What things can digital files tell us? And what are the important bits?

  • Date and time file was created
    Don't be fooled, this isn't the very first date of when the file was made (like the music track I started back in 1997 and never finished.) This date is the date of this copy of the file. If the file has been moved around, this date will change. For example, if I’ve sent my music track to someone via a file sharing service and they download it today, then this date would be today’s date (not some time back in 1997).
  • Date file was last modified
    This is a useful date because it’s a record of when the contents of the file was last changed. Let’s say the last time I bothered to work on my music track was 2006 (actually, it probably was...), then this ‘last modified date’ would be sometime in 2006.
  • File name
    It’s important to call your file something that is clear and memorable. Knowing what you named your file can help you search your computer when you can’t remember exactly where you’ve stored it. (A date in the file name and versioning information can’t go astray either.) For example: mysoundtrack_v2_draft_20060801.wav



Retaining the orignal information about each file is an integral part of digital preservation. 

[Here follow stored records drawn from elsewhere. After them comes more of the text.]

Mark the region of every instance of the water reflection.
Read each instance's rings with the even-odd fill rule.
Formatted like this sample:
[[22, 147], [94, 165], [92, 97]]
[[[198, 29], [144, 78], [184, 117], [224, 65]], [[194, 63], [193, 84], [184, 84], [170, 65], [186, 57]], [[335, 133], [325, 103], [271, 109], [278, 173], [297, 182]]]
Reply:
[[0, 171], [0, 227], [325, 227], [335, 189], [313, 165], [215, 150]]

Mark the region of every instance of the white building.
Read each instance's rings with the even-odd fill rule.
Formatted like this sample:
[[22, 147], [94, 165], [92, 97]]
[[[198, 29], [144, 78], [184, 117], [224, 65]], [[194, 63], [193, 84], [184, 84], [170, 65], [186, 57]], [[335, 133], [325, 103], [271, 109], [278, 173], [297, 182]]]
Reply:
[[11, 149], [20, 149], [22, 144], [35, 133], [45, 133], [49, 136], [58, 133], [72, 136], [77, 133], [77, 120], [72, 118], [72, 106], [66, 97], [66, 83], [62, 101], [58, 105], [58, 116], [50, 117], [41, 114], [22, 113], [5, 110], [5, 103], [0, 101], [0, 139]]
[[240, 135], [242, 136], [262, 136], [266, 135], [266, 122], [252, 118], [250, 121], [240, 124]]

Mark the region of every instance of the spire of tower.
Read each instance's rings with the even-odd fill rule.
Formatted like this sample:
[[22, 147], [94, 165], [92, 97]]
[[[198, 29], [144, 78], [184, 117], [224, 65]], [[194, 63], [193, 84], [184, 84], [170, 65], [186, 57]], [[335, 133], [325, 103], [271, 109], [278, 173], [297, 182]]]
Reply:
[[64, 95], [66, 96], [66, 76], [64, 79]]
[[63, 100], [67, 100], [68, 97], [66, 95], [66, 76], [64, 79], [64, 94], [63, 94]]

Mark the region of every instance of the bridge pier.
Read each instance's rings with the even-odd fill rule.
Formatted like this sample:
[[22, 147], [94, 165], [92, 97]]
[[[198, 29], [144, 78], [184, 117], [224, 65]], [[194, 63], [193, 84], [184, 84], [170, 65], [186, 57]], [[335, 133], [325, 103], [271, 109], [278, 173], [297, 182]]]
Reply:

There are other bits of information that are less obvious, but may also be important. For example, the name of the software I was using to work on my file. In the case of digital photographs this information might include whether the flash fired or not, or even the serial number of the camera. This information is recorded inside the file itself, so you can’t see it.  All this information can help you build a profile about this file and this becomes important if you or someone else wants to find this file now or in the future. It will also help narrow your search down from the gazillions of other files out there.

What about managing your own files?

Some of the information mentioned is ‘embedded’ in your files, whereas other parts of the information can be easily changed – accidentally or otherwise. It turns out, it's really easy to change some parts of this information. Managing and maintaining your files is an important thing to do. Just as important is to always make sure you have a backup!

So what do digital archivists do?

If you know what information about a file is at risk of being easily changed, then you can use tools to help you retain (aka preserve) this information about each of your files. There are tools to help you move files from one location to another and ‘keep’ the original information about the file unchanged, including TeraCopyExactly or via the command line (that’s another blog post altogether). There are also tools for working out what types of files you have (documents, eBooks, photographs, sound etc.) and help you to identify the types of files you have, such as DROID.

In the field of digital curation, retaining information about each file is important because we know people in the will need that ‘original’ information. (It's not particularly useful if my music file only has today’s date associated with it – given I first created it in 1997 and then worked on it again in 2006.) In this respect, files are no different to books or other paper-based documents. Archivists talk about this in terms of authenticity, integrity and provenance. In the digital environment, preserving as much of this original information means a better chance of assuring future users of the authenticity, integrity and provenance of a file.

So let’s recap. What do we know about our files?

You hopefully know a little bit more about how files work.
If I've taken care of my file, information about the format, when it was created and when I last worked on it should still be available.
If not, then some of this information may have been lost however it's likely other parts of this information will still be ‘embedded’ in the file.
If there’s not enough of this information still available, then I'm probably going to have to listen to the sound file to work out what it is.

So what have I really been talking about? - Metadata!

All these different bits of information are metadata. Metadata can be very useful for people trying to track things down and especially for collecting institutions to know what it is they are collecting. You can tell a lot from just metadata alone. For instance, you now know a lot about an unfinished track of music and you’ve not heard any of it yet.